Before you look at the status of RDUs, it’s important you understand what state can mean:

  • Functional state. Functional state shows whether the physical hardware is healthy or unhealthy. Do not use an RDU that is functionally unhealthy (has a fault diagnosed against it). Some human interaction is usually necessary.

  • Operational state. Each RDU (but not sub-RDU components like tiles or PCIe links) has an operational state which is tracked by SND and can be retrieved using the snconfig tool’s show Node op-state command. At times, RDUs are operationally unusable, even though no problem with the functional state was found.

Here’s the command to retrieve operational state:

root@labhost42:/opt/sambaflow/bin snconfig show Node op-state

Output includes the status for each RDU, for example:

/NODE/XRDU_0/RDU_0 RDU ID: 0 Status: RDU_STATE_FUNCTIONAL
/NODE/XRDU_0/RDU_1 RDU ID: 1 Status: RDU_STATE_FUNCTIONAL
/NODE/XRDU_1/RDU_0 RDU ID: 2 Status: RDU_STATE_FUNCTIONAL
/NODE/XRDU_1/RDU_1 RDU ID: 3 Status: RDU_STATE_FUNCTIONAL
/NODE/XRDU_2/RDU_0 RDU ID: 4 Status: RDU_STATE_FUNCTIONAL
/NODE/XRDU_2/RDU_1 RDU ID: 5 Status: RDU_STATE_FUNCTIONAL
/NODE/XRDU_3/RDU_0 RDU ID: 6 Status: RDU_STATE_FUNCTIONAL
/NODE/XRDU_3/RDU_1 RDU ID: 7 Status: RDU_STATE_FUNCTIONAL
Operational State Name Interpretation Recoverability

RDU_STATE_UNAVAILABLE

RDU is not available and won’t be available until some human action is taken

Unrecoverable. Some human action is required.

RDU_STATE_DEGRADED

RDU is functional, but with some degredation (may have PCIe links down/slow, incomplete memory, or fewer tiles than expected).
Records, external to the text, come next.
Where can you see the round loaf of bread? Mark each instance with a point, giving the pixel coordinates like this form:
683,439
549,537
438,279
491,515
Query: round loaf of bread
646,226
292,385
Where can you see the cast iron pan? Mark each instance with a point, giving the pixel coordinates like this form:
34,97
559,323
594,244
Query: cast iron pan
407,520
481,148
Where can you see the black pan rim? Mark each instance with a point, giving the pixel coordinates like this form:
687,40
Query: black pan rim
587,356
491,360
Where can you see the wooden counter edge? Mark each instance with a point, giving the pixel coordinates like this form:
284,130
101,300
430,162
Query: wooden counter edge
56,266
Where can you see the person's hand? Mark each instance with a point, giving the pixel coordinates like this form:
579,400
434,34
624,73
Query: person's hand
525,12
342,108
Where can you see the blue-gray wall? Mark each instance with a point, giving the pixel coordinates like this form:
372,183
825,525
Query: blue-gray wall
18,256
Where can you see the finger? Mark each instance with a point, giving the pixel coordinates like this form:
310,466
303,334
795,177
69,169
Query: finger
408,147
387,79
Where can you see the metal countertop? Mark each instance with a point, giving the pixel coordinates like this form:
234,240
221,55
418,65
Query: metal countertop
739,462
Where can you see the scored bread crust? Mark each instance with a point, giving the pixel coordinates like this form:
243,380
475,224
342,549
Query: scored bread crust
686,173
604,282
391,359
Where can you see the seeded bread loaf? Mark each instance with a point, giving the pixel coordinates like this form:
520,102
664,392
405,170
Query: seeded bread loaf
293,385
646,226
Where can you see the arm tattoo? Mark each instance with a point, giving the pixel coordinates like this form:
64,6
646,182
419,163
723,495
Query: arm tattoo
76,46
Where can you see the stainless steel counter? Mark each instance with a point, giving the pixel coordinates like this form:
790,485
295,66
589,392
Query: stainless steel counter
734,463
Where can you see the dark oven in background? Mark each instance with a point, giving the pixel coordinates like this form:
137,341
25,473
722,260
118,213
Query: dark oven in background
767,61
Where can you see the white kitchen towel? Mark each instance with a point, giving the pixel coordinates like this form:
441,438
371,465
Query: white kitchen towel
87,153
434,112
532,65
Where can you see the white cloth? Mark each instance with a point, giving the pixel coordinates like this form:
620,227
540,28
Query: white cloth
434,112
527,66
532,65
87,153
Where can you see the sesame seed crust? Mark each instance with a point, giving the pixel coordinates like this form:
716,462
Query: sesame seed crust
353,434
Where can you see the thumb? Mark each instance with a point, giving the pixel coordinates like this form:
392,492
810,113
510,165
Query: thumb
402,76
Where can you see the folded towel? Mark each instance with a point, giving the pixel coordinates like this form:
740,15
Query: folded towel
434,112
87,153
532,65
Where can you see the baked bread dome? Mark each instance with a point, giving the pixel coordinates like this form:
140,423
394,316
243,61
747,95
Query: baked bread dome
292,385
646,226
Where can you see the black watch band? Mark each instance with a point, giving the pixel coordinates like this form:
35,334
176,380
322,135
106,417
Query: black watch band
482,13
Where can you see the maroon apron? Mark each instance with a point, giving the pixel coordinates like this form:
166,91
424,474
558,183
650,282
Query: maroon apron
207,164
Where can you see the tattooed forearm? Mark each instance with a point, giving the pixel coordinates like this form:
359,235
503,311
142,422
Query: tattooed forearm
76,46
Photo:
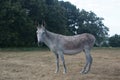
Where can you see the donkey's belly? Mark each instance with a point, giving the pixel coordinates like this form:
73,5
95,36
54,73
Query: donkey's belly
70,52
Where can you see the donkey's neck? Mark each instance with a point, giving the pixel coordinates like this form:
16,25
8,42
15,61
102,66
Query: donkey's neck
49,38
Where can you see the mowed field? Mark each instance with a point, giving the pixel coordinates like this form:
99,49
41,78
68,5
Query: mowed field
40,65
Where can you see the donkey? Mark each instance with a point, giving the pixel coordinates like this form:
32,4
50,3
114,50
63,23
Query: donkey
69,45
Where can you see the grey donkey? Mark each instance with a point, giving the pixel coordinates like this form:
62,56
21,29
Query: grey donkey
69,45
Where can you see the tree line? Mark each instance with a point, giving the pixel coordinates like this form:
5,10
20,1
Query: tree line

Consumers should check fault management and determine whether the RDU’s state is acceptable

Potentially recoverable. No human action needed unless the specific degradation is not acceptable for the user’s use case.

RDU_STATE_PENDING

Runtime is currently operating on this RDU and therefore it is unusable. Consumers should poll until it reaches a different state.
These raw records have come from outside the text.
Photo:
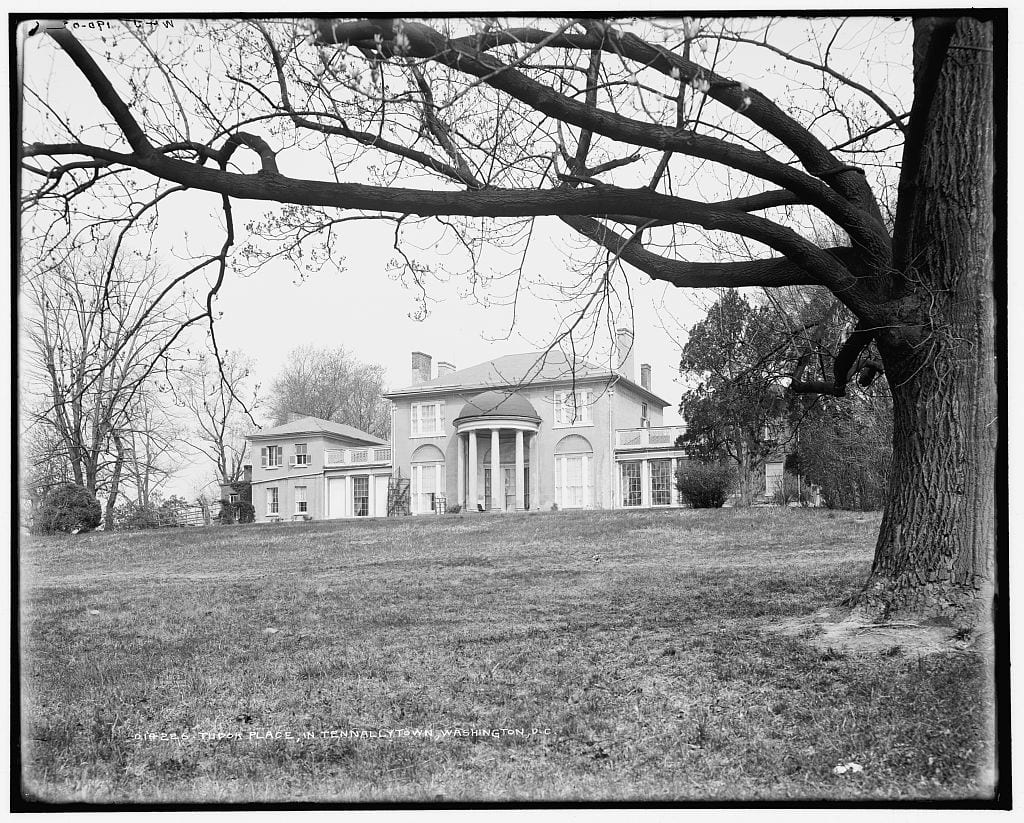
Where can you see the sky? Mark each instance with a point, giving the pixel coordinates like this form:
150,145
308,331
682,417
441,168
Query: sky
361,307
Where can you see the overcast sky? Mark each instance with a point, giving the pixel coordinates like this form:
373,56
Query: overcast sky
361,307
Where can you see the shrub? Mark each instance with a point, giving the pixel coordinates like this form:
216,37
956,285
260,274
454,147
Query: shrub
705,485
68,508
241,512
245,512
792,490
226,514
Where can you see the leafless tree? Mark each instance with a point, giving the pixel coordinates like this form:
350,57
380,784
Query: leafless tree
95,352
635,134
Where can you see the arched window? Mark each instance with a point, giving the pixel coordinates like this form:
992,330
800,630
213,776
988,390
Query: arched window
573,473
428,477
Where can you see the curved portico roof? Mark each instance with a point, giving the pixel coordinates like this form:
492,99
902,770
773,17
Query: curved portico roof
498,404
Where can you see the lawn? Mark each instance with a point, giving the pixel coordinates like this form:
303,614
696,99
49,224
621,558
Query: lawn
389,660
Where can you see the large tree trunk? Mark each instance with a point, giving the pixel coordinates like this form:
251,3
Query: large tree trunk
935,553
112,496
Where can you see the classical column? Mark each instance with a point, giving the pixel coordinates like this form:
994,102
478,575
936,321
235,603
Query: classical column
472,471
496,469
461,467
535,474
520,474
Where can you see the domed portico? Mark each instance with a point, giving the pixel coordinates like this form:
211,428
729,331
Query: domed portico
500,415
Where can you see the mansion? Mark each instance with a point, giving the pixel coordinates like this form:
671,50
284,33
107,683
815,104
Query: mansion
522,432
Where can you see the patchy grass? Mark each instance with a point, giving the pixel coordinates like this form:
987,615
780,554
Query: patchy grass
637,639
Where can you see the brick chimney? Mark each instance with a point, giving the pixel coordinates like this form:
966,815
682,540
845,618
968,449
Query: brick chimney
624,346
421,367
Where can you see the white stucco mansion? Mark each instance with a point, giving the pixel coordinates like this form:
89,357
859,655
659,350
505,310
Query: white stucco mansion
523,432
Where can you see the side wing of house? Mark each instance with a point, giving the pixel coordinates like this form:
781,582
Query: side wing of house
314,476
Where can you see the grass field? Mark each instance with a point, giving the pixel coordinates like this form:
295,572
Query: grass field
636,644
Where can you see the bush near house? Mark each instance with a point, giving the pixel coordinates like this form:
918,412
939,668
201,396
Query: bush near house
68,508
706,485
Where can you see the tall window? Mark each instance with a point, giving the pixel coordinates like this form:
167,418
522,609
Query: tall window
427,419
660,482
360,495
428,477
572,408
426,482
573,473
632,493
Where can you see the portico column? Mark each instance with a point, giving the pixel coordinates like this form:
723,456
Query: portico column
496,468
520,474
472,471
461,468
535,474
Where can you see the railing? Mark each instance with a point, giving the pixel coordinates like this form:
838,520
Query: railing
356,457
653,437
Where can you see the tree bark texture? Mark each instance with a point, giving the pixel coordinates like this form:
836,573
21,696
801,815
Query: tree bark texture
935,553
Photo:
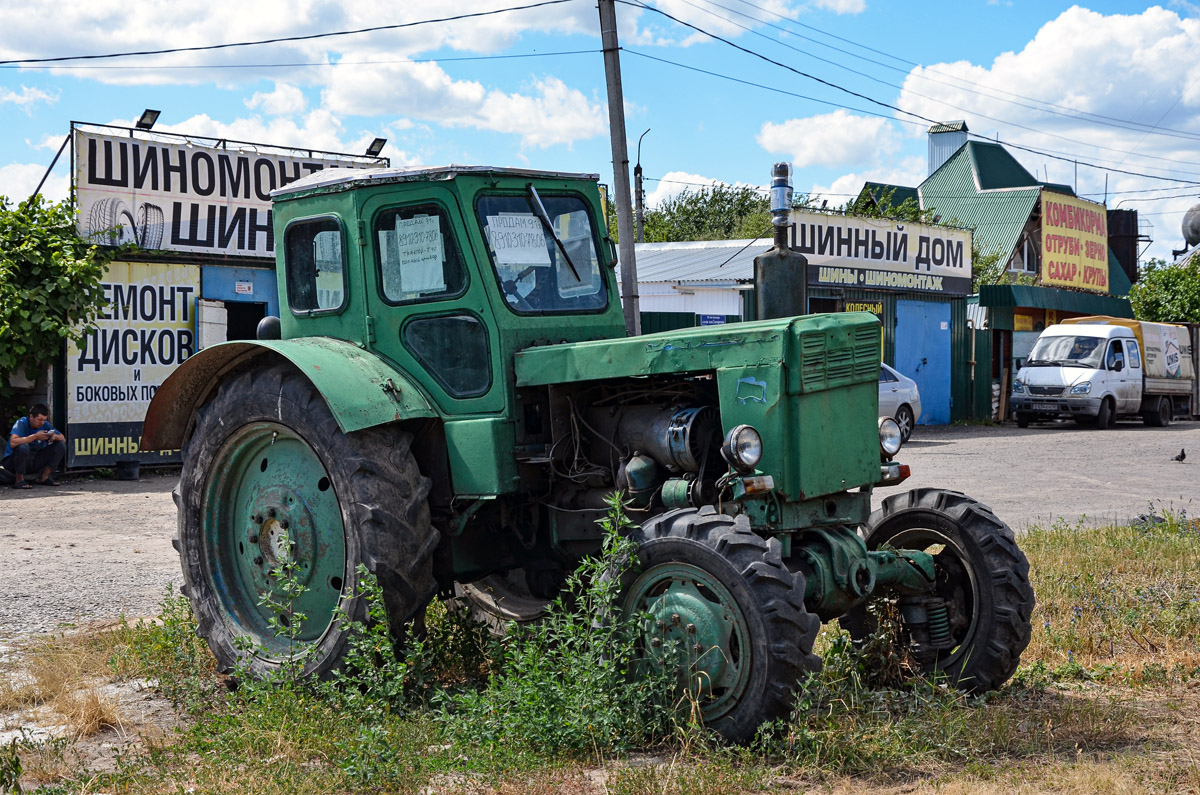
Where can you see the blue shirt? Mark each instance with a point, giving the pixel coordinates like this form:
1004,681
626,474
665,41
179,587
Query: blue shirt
23,428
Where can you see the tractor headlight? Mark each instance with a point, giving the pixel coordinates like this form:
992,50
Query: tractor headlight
889,436
742,448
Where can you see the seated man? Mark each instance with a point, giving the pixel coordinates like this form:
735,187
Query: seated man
34,447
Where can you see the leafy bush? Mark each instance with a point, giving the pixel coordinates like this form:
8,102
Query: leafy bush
576,681
49,285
Potentially recoverable. No human action needed until state is transitioned further.

RDU_STATE_FUNCTIONAL

RDU is fully healthy and no further investigation is needed

RDU is fully healthy.

Operational state does not take into account allocation status. An RDU that is fully healthy and ready to be used, but currently used by an application shows up in the RDU_STATE_FUNCTIONAL operational state.